The question derives from page 240 of the Essential Calculus book.
$$\int_5^x (t-t^2)^8\,dt.$$
Finding the derivative is done by using fundamental theorem of calculus. Yes if we can just use that then it should be $(x-x^2)^8$. However, I still don't get this.
According to the wikipedia, it explains the fundamental theorem of calculus as:
Let $f$ be a continuous real-valued function defined on a closed interval $[a, b].$ Let $F$ be the function defined, for all $x$ in $[a, b],$ by
$$F(x) = \int_a^x f(t)\,dt.$$
Then, $F$ is uniformly continuous on $[a, b],$ differentiable on the open interval $(a, b),$ and
$$F'(x) = f(x) \text{ for all } x \in (a,b).$$
In the question above, the $a$ value is specified but we don't have $b$ value.
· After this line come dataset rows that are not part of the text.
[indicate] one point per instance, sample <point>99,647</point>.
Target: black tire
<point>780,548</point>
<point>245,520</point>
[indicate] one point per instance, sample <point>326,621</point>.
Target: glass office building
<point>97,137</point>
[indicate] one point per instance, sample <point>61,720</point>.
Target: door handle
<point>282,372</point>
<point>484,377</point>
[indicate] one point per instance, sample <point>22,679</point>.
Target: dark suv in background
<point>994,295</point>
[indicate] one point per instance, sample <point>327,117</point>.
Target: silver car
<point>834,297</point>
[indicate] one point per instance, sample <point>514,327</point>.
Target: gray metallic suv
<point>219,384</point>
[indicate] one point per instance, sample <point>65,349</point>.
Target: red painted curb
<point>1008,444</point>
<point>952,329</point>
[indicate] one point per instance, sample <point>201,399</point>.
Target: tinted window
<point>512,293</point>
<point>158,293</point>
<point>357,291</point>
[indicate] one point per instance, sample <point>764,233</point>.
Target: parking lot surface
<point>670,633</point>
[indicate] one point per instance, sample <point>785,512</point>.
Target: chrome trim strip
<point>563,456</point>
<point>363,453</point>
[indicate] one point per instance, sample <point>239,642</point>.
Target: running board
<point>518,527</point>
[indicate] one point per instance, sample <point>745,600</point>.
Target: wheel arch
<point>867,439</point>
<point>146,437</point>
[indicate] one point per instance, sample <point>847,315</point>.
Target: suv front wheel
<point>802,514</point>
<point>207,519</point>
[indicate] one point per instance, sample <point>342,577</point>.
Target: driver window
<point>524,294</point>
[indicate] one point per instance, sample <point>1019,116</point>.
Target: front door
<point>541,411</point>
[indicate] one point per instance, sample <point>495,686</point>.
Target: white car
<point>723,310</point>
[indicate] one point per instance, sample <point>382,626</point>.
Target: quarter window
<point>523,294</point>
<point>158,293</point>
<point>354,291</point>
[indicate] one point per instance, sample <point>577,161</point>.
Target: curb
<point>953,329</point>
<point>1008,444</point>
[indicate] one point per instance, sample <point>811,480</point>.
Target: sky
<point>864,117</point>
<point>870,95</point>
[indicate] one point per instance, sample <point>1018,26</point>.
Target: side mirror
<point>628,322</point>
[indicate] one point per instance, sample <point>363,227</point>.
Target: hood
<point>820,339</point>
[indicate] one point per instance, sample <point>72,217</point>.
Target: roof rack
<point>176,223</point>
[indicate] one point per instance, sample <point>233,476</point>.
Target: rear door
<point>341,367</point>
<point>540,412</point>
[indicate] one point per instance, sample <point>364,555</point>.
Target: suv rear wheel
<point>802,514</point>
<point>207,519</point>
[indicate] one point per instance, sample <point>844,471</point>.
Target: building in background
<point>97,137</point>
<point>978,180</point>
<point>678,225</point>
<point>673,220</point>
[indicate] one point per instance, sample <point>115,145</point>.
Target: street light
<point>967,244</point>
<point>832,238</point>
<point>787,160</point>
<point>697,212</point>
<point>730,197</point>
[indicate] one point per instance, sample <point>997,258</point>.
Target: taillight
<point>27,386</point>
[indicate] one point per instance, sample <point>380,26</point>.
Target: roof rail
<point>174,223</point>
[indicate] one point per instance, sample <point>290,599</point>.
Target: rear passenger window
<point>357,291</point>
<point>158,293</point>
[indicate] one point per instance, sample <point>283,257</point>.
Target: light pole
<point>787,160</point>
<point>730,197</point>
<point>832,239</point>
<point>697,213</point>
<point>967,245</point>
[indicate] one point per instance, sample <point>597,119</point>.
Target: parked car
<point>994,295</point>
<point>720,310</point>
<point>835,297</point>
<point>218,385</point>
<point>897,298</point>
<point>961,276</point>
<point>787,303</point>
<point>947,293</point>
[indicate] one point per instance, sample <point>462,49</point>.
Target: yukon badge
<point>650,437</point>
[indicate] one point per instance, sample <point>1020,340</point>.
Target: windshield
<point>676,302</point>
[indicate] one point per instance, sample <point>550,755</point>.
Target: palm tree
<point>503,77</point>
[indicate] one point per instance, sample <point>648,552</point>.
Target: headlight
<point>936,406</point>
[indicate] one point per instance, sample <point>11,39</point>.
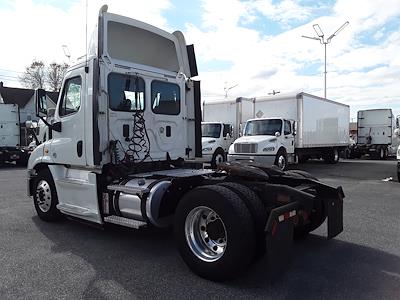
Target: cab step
<point>128,189</point>
<point>125,222</point>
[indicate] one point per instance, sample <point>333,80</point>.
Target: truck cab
<point>269,141</point>
<point>216,138</point>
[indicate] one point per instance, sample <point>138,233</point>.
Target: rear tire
<point>45,197</point>
<point>194,234</point>
<point>331,156</point>
<point>257,211</point>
In other words, the interval has not been defined. How can we still apply it? Furthermore, x is not even defined it can be any real number hence $(-\infty,\infty)$ since $a$ is 5 in this case, it can be $4,$ $8$ or $1000000.$ Given the absence of $b$ how can we apply the fundamental theorem of calculus? what if $x$ is less than $5$? say $-1$ or $-2$?